La Cour d’appel fédérale a conclu que le fait de refuser des prestations régulières d’assurance-emploi (AE) aux nouveaux parents qui perdent leur emploi constitue une forme de discrimination. Les libéraux auraient pu remédier à cette iniquité il y a déjà plusieurs années. Les tribunaux forcent maintenant le gouvernement à agir.
Les travailleuses et travailleurs se voient refuser des prestations régulières d’AE en raison d’une accumulation insuffisante d’heures d’emploi assurables après leur retour d’un congé parental. Dans d’autres cas, leurs prestations prennent fin en raison de la limite arbitraire de 50 semaines applicable au cumul des prestations régulières et spéciales d’AE.
« Puisque les femmes continuent de recevoir la majorité des prestations parentales d’assurance-emploi, elles sont beaucoup plus susceptibles de faire face à cette discrimination », a déclaré Candace Rennick, secrétaire-trésorière nationale du SCFP. « C’est injuste et cette situation aurait dû être corrigée depuis des années. »

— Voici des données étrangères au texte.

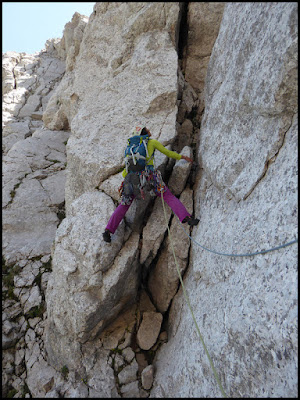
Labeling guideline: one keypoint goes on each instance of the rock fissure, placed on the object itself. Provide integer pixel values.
(133, 319)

La Cour a conclu que ces dispositions contreviennent à la Charte canadienne des droits et libertés : « Elles renforcent le désavantage économique de longue date lié à la grossesse et à la maternité en réduisant la protection contre le chômage accessible aux femmes. »
La Cour a donné au gouvernement fédéral un an pour remédier à cette discrimination et modifier la Loi sur l’assurance-emploi. Au terme de cette période, les prestataires dans une situation semblable pourront faire valoir leurs droits dans le cadre du processus d’appel de l’AE.
« Obliger les femmes à attendre encore un an pour que cette discrimination soit corrigée est tout simplement injuste », a réagi Candace Rennick. « Le gouvernement fédéral doit modifier la Loi sur l’assurance-emploi dès maintenant. »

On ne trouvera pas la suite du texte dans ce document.